I spoke yesterday about going through lists of chemical structures, looking for ones that we might want to keep in our screening libraries and, simultaneously, for the ones that we never want to see again. There's a paper from last year in the Journal of Medicinal Chemistry (47, 4891) that's an embarrassing reminder of just how hard it is to do that consistently.
It's from an effort led by Michael Lajiness at what was then Pharmacia/Upjohn (and is now Pfizer, which might account for the lead author now being at Eli Lilly, if you can follow all that.) They had about 22,000 compounds to sort through to see if they wanted to purchase them for the screening files, so they broke them out into 11 lists of 2000 compounds each. Thirteen medicinal chemists volunteered (or were volunteered, unless I miss my guess) to go over these lists. Eight members of the team reviewed two separate lists, and one wild man reviewed three.
The authors of the paper took a look at the list of rejected compounds from each reviewer, correctly (in my view) believing that this list is more significant than the list of what was accepted. After all, an ugly structure that makes it through may well never hit in an assay, and if it does it'll go through many more layers of scrutiny. A structure that's rejected, though, disappears from the company's screening universe forever. False negatives could have bigger consequences than false positives.
So, when more than one chemist went over the same list of 2000 compounds, how similar were their reject lists? Not very!

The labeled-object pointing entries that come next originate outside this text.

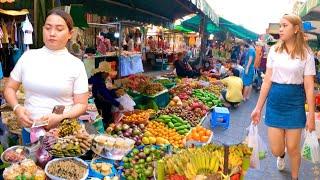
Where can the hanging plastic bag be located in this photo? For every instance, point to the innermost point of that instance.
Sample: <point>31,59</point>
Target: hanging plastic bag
<point>258,146</point>
<point>1,72</point>
<point>310,149</point>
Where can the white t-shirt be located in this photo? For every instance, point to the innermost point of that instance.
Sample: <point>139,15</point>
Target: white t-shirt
<point>49,78</point>
<point>27,31</point>
<point>286,70</point>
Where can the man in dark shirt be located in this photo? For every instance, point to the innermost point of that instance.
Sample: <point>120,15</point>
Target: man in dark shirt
<point>183,68</point>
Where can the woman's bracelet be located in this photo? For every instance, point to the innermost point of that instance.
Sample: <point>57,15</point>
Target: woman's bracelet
<point>15,107</point>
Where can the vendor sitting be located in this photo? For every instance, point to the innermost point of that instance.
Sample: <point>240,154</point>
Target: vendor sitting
<point>104,98</point>
<point>220,70</point>
<point>233,94</point>
<point>183,68</point>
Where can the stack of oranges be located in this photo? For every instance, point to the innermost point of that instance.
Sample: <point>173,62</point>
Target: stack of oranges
<point>159,129</point>
<point>199,134</point>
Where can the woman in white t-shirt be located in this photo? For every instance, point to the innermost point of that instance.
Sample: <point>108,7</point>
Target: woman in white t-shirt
<point>50,76</point>
<point>288,82</point>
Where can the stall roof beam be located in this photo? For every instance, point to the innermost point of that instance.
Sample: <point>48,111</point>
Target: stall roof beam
<point>138,9</point>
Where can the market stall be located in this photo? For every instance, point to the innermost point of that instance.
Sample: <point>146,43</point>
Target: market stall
<point>155,141</point>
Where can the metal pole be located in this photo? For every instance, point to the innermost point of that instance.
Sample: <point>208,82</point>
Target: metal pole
<point>226,160</point>
<point>204,37</point>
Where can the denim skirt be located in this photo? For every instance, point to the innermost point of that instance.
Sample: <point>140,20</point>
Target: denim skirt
<point>285,106</point>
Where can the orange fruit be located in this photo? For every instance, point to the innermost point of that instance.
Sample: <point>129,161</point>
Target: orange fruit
<point>202,133</point>
<point>208,132</point>
<point>204,138</point>
<point>196,137</point>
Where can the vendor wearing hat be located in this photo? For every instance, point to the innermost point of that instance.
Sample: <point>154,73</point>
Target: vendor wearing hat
<point>104,98</point>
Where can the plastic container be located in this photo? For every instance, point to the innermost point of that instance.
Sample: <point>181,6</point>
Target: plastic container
<point>52,177</point>
<point>161,99</point>
<point>220,117</point>
<point>14,148</point>
<point>98,124</point>
<point>94,173</point>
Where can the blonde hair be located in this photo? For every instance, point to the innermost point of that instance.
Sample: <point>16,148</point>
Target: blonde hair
<point>300,48</point>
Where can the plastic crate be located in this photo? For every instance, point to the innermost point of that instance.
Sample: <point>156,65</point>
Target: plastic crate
<point>161,100</point>
<point>220,117</point>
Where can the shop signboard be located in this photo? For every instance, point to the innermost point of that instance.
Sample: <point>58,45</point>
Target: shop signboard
<point>203,6</point>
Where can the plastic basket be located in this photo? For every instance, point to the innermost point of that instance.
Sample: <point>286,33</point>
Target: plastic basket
<point>98,124</point>
<point>94,173</point>
<point>162,99</point>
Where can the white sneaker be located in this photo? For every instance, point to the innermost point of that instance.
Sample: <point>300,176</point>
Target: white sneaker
<point>281,164</point>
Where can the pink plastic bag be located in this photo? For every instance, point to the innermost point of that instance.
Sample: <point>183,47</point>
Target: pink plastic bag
<point>36,133</point>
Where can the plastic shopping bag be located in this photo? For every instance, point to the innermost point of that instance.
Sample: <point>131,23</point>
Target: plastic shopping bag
<point>258,146</point>
<point>310,149</point>
<point>36,133</point>
<point>127,103</point>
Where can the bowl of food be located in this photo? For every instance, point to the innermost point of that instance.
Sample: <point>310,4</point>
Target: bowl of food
<point>15,154</point>
<point>67,168</point>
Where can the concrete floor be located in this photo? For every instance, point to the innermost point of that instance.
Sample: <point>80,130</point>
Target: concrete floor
<point>240,120</point>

On the average, two medicinal chemists would agree to reject the same compounds only about 23% of the time. (I knew that the overlap wasn't going to be perfect, but that's a lot worse than I was expecting.)

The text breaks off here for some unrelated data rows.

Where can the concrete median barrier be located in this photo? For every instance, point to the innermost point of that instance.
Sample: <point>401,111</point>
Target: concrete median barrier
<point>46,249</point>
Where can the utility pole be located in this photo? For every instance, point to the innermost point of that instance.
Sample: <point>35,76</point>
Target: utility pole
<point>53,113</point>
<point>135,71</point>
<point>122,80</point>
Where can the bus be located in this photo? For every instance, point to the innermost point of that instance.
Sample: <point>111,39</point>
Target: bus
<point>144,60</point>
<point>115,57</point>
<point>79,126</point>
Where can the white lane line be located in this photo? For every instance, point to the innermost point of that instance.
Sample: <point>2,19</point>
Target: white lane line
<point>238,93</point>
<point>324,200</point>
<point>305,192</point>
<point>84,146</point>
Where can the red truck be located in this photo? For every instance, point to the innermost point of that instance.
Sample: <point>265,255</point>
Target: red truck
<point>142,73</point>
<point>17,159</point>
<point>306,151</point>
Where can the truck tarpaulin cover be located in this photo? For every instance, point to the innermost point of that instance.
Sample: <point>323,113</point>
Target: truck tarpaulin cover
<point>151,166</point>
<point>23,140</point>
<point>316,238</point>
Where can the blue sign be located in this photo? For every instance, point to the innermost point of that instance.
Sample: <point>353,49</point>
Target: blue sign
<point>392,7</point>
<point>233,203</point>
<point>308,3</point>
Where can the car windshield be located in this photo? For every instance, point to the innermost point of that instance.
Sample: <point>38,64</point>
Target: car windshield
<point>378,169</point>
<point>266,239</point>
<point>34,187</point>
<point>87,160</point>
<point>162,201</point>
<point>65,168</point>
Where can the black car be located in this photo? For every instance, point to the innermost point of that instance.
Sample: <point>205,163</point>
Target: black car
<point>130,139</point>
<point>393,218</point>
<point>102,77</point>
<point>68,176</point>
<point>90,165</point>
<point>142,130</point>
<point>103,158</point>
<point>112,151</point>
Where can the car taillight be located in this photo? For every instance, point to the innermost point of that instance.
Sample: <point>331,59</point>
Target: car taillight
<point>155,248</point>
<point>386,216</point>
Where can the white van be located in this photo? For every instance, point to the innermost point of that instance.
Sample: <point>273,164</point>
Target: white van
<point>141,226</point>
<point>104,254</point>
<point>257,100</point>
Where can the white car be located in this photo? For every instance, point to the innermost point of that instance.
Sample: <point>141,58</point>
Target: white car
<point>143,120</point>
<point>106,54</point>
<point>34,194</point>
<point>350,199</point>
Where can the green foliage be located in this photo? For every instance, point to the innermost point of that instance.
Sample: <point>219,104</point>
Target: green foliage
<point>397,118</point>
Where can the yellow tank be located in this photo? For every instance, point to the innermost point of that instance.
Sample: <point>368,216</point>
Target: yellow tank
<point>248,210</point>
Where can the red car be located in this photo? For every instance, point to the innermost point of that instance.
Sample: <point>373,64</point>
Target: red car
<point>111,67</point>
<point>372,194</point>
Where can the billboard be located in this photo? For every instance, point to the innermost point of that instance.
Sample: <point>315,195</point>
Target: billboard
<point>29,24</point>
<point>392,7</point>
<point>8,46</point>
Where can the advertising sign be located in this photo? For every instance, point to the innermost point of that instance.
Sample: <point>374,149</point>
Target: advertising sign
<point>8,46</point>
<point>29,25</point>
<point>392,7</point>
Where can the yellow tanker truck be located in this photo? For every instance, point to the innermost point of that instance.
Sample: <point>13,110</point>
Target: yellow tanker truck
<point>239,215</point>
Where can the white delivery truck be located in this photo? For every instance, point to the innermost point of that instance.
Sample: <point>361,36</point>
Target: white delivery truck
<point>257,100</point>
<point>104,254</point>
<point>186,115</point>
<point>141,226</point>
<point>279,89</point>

To continue the punishment, the lists had each been, without the knowledge of the reviewers, seeded with the same set of 250 compounds, all of which had been rejected by a previous review. The chemist-to-chemist rejection overlap in this smaller set of potential losers was still only 28%. Not as much of an improvement as you'd hope for. . .
And now the whipped topping and chocolate sprinkles: recall that many of the reviewers did more than one list. That means that they got to see that same group of 250 compounds more than once, in the context of different lists. How did the same people do when they saw the exact same compounds? They only rejected them about 50% of the time, it pains me to report.

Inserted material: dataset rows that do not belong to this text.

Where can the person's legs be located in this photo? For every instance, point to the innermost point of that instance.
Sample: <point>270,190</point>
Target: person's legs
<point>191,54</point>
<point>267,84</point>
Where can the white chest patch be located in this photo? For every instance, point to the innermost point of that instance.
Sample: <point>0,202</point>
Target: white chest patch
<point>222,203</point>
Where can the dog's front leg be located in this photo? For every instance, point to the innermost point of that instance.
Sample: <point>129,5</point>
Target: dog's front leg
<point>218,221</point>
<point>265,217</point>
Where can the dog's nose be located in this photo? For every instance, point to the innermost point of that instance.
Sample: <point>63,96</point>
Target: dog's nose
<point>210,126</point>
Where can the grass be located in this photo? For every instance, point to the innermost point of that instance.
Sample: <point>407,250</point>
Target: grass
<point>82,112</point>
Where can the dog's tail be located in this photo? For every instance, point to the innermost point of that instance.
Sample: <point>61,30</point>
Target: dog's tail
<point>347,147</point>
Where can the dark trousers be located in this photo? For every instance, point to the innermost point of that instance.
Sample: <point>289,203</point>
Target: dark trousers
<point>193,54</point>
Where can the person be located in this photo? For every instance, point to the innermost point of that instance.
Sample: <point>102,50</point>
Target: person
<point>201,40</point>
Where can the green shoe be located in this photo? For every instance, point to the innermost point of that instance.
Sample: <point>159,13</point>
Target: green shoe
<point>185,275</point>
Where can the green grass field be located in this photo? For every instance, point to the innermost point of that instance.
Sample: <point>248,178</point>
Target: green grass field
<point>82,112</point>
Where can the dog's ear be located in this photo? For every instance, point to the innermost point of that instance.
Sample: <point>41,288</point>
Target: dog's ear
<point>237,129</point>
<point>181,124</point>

It looks as if potential drug leads follow the same rule as Tolstoy's comment in Anna Karenina: Good compounds are all alike, while bad compounds are each bad in their own way. It seems that the Pharmacia reviewers didn't reject many good structures, but they let varying (and inconsistent) numbers of bad ones through (with no particular correlation to their industrial experience, I should add.) The possible reasons advance for this variation include personal bias, inattention (and I wouldn't minimize that factor, not in a list of 2000 compounds), and a general human inability to sort through large complex data sets.
And right at the end, the authors allude to a bigger problem: If this is how consistently our med-chem intuition works, how well does it serve us during drug development? In a research project, there are plenty of decisions to be made about what compounds to make, what structural series to emphasize and which ones to set aside. Just how bad at this are we, really? I'm afraid to find out.